Imagine the impossibility of taking 10 bowling balls, dropping them on the floor, and then later trying to guess which pattern the balls made when they bounced just by collecting them.

Researchers at the University of Twente and the Eindhoven University of Technology in the Netherlands have developed what they say is a somewhat analogous approach for protecting credit cards and passports from being cloned and misused. Instead of bowling balls, however, their approach is essentially to bounce individual photons of light onto specially prepared material on the back of credit cards to create unique and unbreakable patterns for each card.

The method, called Quantum Secure Authentication (QSA), takes advantage of how single photons of light move under certain conditions to create patterns on the back of payment cards that are impossible to reproduce. Single photons of light can sometimes display properties that appear to defy normal behavior, Pepijn Pinkse, a researcher from the University of Twente, said in a prepared statement about the quantum mechanics effort. By taking advantage of this fact, photons can be used to encode information in a manner that prevents attackers from deciphering what the information is. Pinkse was one of five individuals who authored a recent report on the method.

Hack-Proof Cards

As a result, QSA offers a virtually hack-proof way to protect credit and debit cards against cloning. The approach can be used for identity vetting or to verify the authenticity of debit and credit cards, according to the Optical Society, a trade association for optics and photonics professionals.
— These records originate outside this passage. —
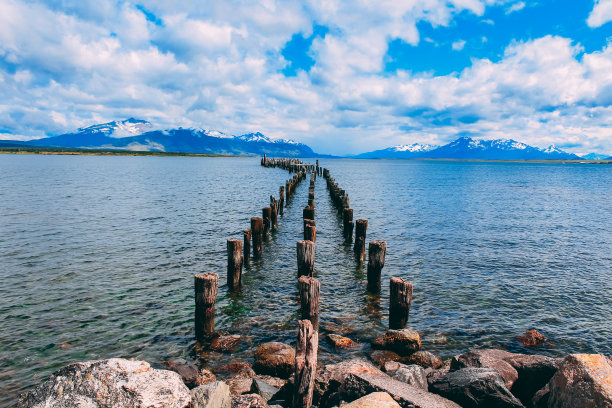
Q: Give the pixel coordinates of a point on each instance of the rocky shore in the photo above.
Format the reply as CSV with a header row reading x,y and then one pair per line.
x,y
398,374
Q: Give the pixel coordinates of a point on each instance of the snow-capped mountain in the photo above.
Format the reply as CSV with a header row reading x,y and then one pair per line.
x,y
468,148
136,135
400,151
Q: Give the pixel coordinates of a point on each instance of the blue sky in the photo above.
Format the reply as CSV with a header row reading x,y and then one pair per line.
x,y
341,76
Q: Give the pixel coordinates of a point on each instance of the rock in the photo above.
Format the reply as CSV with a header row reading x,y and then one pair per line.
x,y
402,342
212,395
340,342
360,384
490,358
534,372
277,359
191,376
582,380
412,374
248,401
532,338
424,359
109,383
376,399
380,357
226,343
263,389
475,387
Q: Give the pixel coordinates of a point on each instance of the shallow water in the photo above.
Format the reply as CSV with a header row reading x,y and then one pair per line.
x,y
97,256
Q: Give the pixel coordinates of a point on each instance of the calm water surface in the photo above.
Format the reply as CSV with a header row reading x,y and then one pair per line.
x,y
97,256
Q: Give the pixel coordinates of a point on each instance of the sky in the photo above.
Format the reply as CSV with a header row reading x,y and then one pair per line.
x,y
343,77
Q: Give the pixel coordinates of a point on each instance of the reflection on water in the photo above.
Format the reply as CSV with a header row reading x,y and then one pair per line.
x,y
98,256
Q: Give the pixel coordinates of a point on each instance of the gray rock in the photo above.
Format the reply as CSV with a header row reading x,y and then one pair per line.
x,y
475,387
402,342
490,358
109,383
413,375
359,384
248,401
582,380
262,388
212,395
534,372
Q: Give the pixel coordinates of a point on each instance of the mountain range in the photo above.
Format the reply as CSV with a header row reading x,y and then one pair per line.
x,y
138,135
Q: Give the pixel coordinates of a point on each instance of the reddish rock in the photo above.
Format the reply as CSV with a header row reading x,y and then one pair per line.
x,y
248,401
582,380
490,358
425,359
226,343
402,342
340,342
381,357
276,359
533,338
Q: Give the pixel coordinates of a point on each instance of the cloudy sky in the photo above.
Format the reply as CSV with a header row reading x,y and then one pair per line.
x,y
341,76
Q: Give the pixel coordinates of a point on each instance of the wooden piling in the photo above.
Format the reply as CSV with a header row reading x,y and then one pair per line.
x,y
257,236
399,303
305,364
305,258
234,263
309,288
376,261
267,217
360,235
206,287
246,247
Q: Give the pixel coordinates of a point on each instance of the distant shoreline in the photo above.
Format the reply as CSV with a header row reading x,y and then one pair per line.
x,y
111,152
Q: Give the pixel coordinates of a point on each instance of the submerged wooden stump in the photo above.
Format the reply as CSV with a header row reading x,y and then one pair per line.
x,y
360,235
305,364
267,217
305,258
206,288
376,261
399,303
257,236
309,288
234,263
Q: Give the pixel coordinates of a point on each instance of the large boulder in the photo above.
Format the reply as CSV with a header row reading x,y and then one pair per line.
x,y
490,358
582,380
402,342
276,359
376,399
360,384
534,372
475,387
109,383
212,395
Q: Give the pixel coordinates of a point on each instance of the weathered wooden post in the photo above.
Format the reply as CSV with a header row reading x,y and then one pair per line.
x,y
246,247
308,213
310,289
360,234
376,261
305,257
206,287
305,364
234,263
399,303
267,216
257,236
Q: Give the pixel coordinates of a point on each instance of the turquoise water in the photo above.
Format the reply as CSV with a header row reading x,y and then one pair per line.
x,y
97,256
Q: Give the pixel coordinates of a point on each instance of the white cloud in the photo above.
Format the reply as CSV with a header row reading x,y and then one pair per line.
x,y
216,65
601,13
458,45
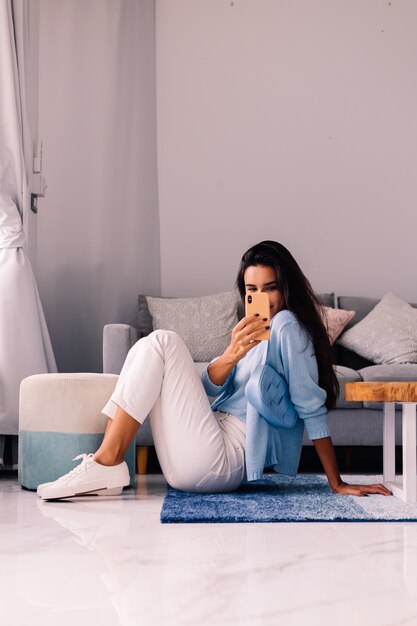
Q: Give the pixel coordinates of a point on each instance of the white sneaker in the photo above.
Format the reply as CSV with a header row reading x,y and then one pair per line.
x,y
88,478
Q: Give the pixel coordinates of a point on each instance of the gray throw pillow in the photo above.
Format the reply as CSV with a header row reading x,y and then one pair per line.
x,y
388,334
204,323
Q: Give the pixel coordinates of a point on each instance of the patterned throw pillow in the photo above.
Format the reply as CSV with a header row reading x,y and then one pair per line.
x,y
205,324
335,320
388,334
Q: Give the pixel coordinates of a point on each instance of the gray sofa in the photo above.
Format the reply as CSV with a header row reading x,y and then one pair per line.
x,y
350,423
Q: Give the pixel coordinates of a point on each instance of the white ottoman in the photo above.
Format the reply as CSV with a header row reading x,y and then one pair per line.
x,y
59,418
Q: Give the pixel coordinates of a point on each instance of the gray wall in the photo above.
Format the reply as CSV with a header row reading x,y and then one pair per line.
x,y
283,119
292,120
98,233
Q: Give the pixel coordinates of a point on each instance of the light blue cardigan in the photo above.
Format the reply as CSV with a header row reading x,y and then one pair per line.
x,y
291,353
Government buildings, bank and credit cards and all forms of ID can be protected using the quantum mechanics approach.

Pinkse went on to note that because of the quantum properties of light, anyone trying to tamper with the authentication process offered by QSA would destroy the information.

Payment Card Security

Techniques for improving the security of credit and debit cards have received growing attention over the past 18 months or so, especially in the United States. The major intrusions at Target, Home Depot and elsewhere have compromised hundreds of millions of payment cards and exposed banks and other financial institutions to considerable losses from fraud.
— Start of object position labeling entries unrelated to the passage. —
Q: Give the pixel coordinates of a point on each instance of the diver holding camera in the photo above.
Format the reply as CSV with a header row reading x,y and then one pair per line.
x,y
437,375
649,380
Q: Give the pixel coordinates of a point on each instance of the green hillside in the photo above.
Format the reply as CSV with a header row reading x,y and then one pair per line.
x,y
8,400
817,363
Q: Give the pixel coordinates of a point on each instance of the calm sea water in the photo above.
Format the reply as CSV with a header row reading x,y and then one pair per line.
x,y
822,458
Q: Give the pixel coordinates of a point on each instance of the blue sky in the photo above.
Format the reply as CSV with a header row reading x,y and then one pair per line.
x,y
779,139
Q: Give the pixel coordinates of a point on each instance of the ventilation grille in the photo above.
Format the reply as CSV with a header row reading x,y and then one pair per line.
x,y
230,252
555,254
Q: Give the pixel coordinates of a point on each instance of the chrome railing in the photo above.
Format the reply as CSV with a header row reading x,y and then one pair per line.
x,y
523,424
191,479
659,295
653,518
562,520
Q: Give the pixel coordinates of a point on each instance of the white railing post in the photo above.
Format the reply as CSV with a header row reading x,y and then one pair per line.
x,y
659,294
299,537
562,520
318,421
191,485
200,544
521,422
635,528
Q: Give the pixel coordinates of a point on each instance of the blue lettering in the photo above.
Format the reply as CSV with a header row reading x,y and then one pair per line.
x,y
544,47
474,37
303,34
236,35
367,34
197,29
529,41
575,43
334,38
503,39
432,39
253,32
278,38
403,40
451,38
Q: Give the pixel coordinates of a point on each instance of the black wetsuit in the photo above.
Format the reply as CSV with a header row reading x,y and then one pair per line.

A vast majority of the payment cards in use in the United States continue to be based on decades-old magnetic stripe technology, even though many countries started to use newer chip and PIN technologies years ago.

Magnetic stripe cards are considered to be extremely easy to clone, so credit card companies such as MasterCard, Visa and American Express are pushing the U.S. payment industry to adopt smartcards based on the Europay/MasterCard/Visa (EMV) standard. EMV smartcards have embedded microchips that are used to store cardholder data, as opposed to conventional cards that store data on the magnetic stripe.

Even so, an attacker who has access to the information stored on a card can still copy or emulate it regardless of whether the data is stored in a magnetic stripe or in a microprocessor, the Optical Society said in its release. With QSA, any attempt to get at the data will only succeed in destroying it.

Importantly, QSA can be employed relatively easily since it uses simple and cheap technologies.